«Il Vaticano II è stato una tappa singolare e decisiva dell’avanzare della Chiesa lungo la storia, un provvidenziale balzo innanzi». Il cardinale Angelo Scola ha aperto i lavori del convegno su «Il Concilio Ecumenico Vaticano II alla luce degli archivi dei Padri conciliari» promosso in Vaticano per iniziativa del Pontificio Comitato di Scienze Storiche in collaborazione con la Pontificia Università Lateranense, ponendo l’accento sulla «necessità di un’ermeneutica adeguata della storia» per una lettura anche limitata al tempo che va dai suoi albori fino all’apertura.
Nella sua prolusione preceduta dall’indirizzo di saluto del presidente del Pontificio Comitato di Scienze Storiche Bernard Ardura, l’arcivescovo ha citato più volte la “Lumen Gentium” nelle parole finali in cui si mette in evidenza «l’inscindibile unità tra l’origine trinitaria della Chiesa e il suo essere soggetto storico». Il pellegrinaggio della Chiesa nella storia, secondo il porporato, «non può compiersi senza la dinamica della ‘riforma’», che «è legata all’approfondirsi dell’autocoscienza e della santità ecclesiali» e «mette in evidenza il primato della fede».

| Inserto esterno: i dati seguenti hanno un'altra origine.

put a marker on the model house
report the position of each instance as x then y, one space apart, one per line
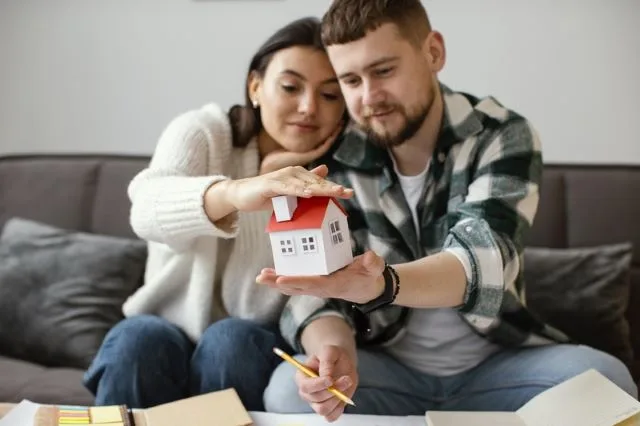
309 236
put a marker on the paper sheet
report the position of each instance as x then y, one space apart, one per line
23 414
588 399
273 419
462 418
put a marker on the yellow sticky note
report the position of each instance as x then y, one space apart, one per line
108 414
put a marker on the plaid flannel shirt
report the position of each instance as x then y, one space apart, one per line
481 195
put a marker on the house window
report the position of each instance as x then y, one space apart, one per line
336 233
286 247
309 244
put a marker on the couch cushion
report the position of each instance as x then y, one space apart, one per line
61 291
55 191
110 212
583 292
23 380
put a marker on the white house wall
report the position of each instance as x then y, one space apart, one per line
342 254
299 263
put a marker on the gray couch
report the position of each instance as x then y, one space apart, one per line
580 206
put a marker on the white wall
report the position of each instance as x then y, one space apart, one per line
107 76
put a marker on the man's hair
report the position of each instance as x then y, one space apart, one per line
351 20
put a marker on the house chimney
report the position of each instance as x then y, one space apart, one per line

Soffermandosi in particolare sulla categoria di “riforma”, il cardinale Scola ha aggiunto che «supera le false problematiche della continuità e della discontinuità» ed evidenzia il legame tra il Concilio e l’Anno della Fede voluto da Papa Benedetto XVI. In questo contesto, si concretizzano anche le categorie di aggiornamento e di rinnovamento utilizzate da Giovanni XXIII e da Paolo VI.
Per il cardinale, «la categoria di riforma continua, al di là di eventuali comprensioni riduttive del suo significato, ad essere quella più conveniente per leggere la natura dell’evento conciliare e per una adeguata ermeneutica del suo corpus nell’ottica della pastoralità». In particolare, ha aggiunto rivolgendosi ad un attento uditorio, «la categoria della riforma mette in evidenza il primato della fede poiché la fede stessa, in tutta la sua grandezza e ampiezza, è sempre la riforma ecclesiale di cui noi abbiamo bisogno». Ed è infatti questa, per l’arcivescovo, la prospettiva su cui basarsi per affrontare correttamente il processo di recezione del Vaticano II, «che è parte integrante dell’essenziale compito missionario della Chiesa, cioè del suo porsi nella storia come sacramento universale di salvezza».
A proposito dell’indole pastorale del Concilio, di cui ci si appresta a commemorare i cinquant’anni dall’apertura dei lavori, il porporato ha sottolineato che «rappresenta il novum del Vaticano II, se intesa nella sua pienezza che va dall’evento al corpus dottrinale. I suoi benefici effetti sono già ben visibili nella storia della Chiesa». Anche se, «la sua recezione, ancora in atto, continua ad esigere dai cristiani una risposta libera e generosa alla chiamata di Dio che si attesta nella trama storica di circostanze e di rapporti».
Nella sua riflessione il cardinale ha infine ricordato che «l’indole pastorale del Concilio, lungi dal depotenziare la portata del Vaticano II per la Chiesa e l’importanza del suo insegnamento dottrinale, la rafforza. E lo fa proprio perché mostra come dalla considerazione della missione della Chiesa scaturisca la possibilità di una più adeguata comprensione della stessa rivelazione cristiana». Per questo, «l’indole pastorale del Concilio ne esalta tutta la portata dottrinale».